Light therapy has been in use since ancient times, practiced by ancient Greeks, Romans and Indians. Early cultures like these realized the healing properties of natural sunlight when combined with topical solutions derived from local herbs. More recently, Niels Finsen, a Faroese physician, began to pioneer the field of light therapy. Niels Finsen won a Nobel Prize in 1903 for using ultraviolet light to kill bacteria, which set the stage for the scientific community to look into treating diseases with artificial light.

Throughout the 20th century, more and more uses of artificial light as means of therapy were discovered, and have since been used to treat an array of illnesses, such as seasonal affective disorder, circadian rhythm disorders, and many skin conditions. For treating skin conditions, such as psoriasis, researchers have found that ultraviolet light in the UVA and UVB wavelengths works most effectively. Pairing UV radiation with drugs can increase the efficacy of such treatments, such as the PUVA technique, which pairs psoralen in the form of either a topical or oral treatment to increase the UV sensitivity of the skin.

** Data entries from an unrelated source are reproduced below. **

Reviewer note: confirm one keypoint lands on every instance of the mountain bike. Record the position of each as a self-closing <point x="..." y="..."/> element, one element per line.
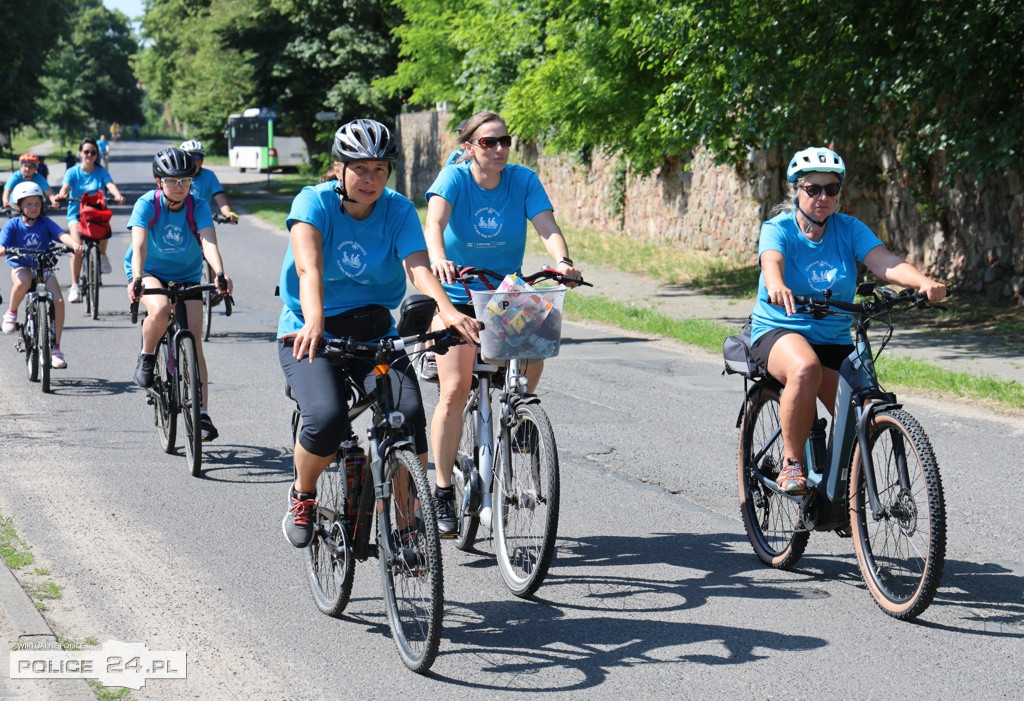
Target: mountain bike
<point x="391" y="484"/>
<point x="176" y="386"/>
<point x="875" y="477"/>
<point x="517" y="476"/>
<point x="38" y="330"/>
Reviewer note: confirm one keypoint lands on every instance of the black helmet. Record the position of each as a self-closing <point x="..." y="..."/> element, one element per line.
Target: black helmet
<point x="364" y="140"/>
<point x="173" y="163"/>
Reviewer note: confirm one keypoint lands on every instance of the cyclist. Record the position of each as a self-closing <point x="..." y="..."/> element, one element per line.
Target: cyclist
<point x="167" y="251"/>
<point x="352" y="243"/>
<point x="33" y="230"/>
<point x="206" y="185"/>
<point x="477" y="211"/>
<point x="808" y="249"/>
<point x="28" y="172"/>
<point x="79" y="180"/>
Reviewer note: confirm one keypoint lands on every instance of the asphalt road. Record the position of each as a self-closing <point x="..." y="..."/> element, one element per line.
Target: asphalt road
<point x="654" y="590"/>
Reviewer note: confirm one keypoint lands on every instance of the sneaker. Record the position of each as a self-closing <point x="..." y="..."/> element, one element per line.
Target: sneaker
<point x="298" y="523"/>
<point x="207" y="429"/>
<point x="448" y="524"/>
<point x="144" y="368"/>
<point x="792" y="479"/>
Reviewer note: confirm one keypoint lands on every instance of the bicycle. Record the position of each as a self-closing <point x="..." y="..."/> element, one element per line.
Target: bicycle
<point x="526" y="490"/>
<point x="875" y="478"/>
<point x="176" y="387"/>
<point x="408" y="543"/>
<point x="38" y="330"/>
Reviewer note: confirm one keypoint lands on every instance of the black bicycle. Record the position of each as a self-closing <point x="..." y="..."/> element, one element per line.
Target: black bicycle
<point x="176" y="387"/>
<point x="391" y="484"/>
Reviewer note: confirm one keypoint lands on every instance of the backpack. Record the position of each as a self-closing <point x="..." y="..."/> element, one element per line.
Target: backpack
<point x="189" y="214"/>
<point x="94" y="217"/>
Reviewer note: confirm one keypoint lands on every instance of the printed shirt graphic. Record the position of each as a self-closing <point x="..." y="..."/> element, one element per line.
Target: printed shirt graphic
<point x="172" y="254"/>
<point x="487" y="228"/>
<point x="363" y="260"/>
<point x="810" y="269"/>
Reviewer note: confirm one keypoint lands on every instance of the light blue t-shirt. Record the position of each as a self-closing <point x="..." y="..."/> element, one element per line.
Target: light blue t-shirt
<point x="363" y="260"/>
<point x="487" y="228"/>
<point x="172" y="254"/>
<point x="81" y="183"/>
<point x="810" y="269"/>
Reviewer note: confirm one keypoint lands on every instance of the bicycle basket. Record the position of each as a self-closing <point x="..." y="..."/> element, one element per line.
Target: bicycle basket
<point x="519" y="324"/>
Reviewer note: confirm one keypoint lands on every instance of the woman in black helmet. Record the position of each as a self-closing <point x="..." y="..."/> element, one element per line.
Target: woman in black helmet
<point x="165" y="249"/>
<point x="353" y="242"/>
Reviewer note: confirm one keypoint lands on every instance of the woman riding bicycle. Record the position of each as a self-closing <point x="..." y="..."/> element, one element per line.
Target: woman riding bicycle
<point x="79" y="180"/>
<point x="343" y="271"/>
<point x="165" y="250"/>
<point x="477" y="211"/>
<point x="807" y="250"/>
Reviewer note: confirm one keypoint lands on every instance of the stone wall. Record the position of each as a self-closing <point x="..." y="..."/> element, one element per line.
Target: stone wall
<point x="971" y="234"/>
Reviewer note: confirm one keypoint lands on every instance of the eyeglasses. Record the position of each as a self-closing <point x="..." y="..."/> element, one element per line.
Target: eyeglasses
<point x="492" y="141"/>
<point x="832" y="189"/>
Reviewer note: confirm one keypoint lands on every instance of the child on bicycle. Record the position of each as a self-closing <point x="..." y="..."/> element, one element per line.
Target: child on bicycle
<point x="164" y="250"/>
<point x="33" y="230"/>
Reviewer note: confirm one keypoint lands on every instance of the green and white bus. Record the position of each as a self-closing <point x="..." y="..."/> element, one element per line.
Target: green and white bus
<point x="254" y="141"/>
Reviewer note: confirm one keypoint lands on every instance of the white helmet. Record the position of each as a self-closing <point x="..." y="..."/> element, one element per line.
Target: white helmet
<point x="815" y="160"/>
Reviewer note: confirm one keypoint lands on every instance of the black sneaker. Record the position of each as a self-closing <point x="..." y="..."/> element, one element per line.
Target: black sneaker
<point x="207" y="429"/>
<point x="143" y="369"/>
<point x="448" y="524"/>
<point x="298" y="523"/>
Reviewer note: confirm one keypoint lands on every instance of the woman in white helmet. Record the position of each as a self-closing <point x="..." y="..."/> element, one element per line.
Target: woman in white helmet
<point x="805" y="250"/>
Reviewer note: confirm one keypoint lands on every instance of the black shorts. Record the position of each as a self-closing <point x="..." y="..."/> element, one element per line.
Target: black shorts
<point x="832" y="355"/>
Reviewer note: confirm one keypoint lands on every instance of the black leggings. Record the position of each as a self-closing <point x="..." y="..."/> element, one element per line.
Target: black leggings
<point x="320" y="389"/>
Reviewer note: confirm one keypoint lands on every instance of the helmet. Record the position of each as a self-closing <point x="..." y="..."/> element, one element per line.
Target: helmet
<point x="364" y="140"/>
<point x="173" y="163"/>
<point x="193" y="146"/>
<point x="25" y="189"/>
<point x="815" y="160"/>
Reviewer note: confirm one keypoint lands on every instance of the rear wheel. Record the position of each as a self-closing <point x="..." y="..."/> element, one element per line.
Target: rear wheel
<point x="901" y="550"/>
<point x="769" y="517"/>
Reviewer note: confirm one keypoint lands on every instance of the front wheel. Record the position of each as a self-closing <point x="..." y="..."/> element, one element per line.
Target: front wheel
<point x="414" y="585"/>
<point x="900" y="550"/>
<point x="525" y="496"/>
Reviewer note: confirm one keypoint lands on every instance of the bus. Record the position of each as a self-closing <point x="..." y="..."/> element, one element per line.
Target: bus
<point x="254" y="142"/>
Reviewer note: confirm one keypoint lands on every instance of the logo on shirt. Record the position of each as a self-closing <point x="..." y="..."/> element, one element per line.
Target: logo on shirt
<point x="487" y="222"/>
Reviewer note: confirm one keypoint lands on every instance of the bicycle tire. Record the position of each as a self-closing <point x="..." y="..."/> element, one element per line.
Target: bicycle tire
<point x="525" y="499"/>
<point x="414" y="583"/>
<point x="189" y="400"/>
<point x="769" y="518"/>
<point x="900" y="554"/>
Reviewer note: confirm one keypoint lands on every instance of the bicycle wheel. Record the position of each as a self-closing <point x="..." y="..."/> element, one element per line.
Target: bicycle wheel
<point x="769" y="517"/>
<point x="189" y="400"/>
<point x="330" y="566"/>
<point x="163" y="403"/>
<point x="414" y="585"/>
<point x="525" y="499"/>
<point x="902" y="550"/>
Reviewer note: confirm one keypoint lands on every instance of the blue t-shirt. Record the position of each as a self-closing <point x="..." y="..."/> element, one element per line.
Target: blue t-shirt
<point x="487" y="228"/>
<point x="81" y="183"/>
<point x="810" y="269"/>
<point x="172" y="254"/>
<point x="205" y="185"/>
<point x="16" y="235"/>
<point x="363" y="260"/>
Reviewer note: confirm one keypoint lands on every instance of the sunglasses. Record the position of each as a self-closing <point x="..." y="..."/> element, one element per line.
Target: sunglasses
<point x="832" y="189"/>
<point x="492" y="141"/>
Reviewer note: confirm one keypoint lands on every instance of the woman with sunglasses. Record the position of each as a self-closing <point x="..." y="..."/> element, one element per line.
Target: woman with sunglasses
<point x="477" y="210"/>
<point x="806" y="250"/>
<point x="81" y="179"/>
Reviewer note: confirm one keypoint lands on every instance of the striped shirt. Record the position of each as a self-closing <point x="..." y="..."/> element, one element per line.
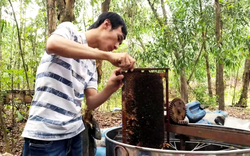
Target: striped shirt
<point x="55" y="112"/>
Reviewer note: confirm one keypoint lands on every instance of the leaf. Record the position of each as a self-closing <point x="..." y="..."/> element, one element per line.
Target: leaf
<point x="19" y="116"/>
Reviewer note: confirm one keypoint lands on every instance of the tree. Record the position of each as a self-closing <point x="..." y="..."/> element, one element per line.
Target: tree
<point x="219" y="64"/>
<point x="245" y="79"/>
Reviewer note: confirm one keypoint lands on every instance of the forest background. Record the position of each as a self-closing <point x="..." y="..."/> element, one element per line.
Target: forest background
<point x="204" y="43"/>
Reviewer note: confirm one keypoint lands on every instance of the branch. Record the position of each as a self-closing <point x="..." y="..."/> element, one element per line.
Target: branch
<point x="155" y="13"/>
<point x="196" y="61"/>
<point x="20" y="48"/>
<point x="164" y="12"/>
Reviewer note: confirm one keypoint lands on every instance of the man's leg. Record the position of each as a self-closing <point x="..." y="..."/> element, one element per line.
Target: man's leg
<point x="44" y="148"/>
<point x="75" y="146"/>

Although these treatments can be quite effective against many different skin conditions, they also come with plenty of drawbacks. UV light damages skin cells on a genetic level, along with harming skin proteins such as collagen. Excessive exposure to UV light greatly increases the chance of developing skin cancer, so limiting the amount of UV exposure that patients receive to a minimum is quite important. Patients undergoing UV light therapy are typically closely monitored by a physician, or given sufficient training to perform their own therapy at home with their own machine.

Current devices used for UV light therapy have been developed using fluorescent lamps to generate the UV light. Fluorescent lights are typically bulky, break easily, and lose power over their lifetime. This leads to current machines needing to replace their light sources after about 20-30 treatments, since the lights don’t output enough light at that point to give an effective treatment to patients. Fluorescent lights are difficult to replace, and usually contain mercury, which also makes them difficult to manufacture and dispose of. Assuming that some of these lights will be broken during the replacement process, this also creates a health hazard because of the mercury content of the lights.

Using fluorescent lights also means that these machines consume a large amount of power and generate a large amount of heat. This means there must be systems put in place to deal with these problems, making these machines bulkier and more complicated than they should be. Current technology in artificial UV lighting has started to overtake fluorescent light technology in terms of cost, power, and efficiency. A new system for delivering UV radiation that utilizes modern lighting is a necessity for advancing the field of light therapy.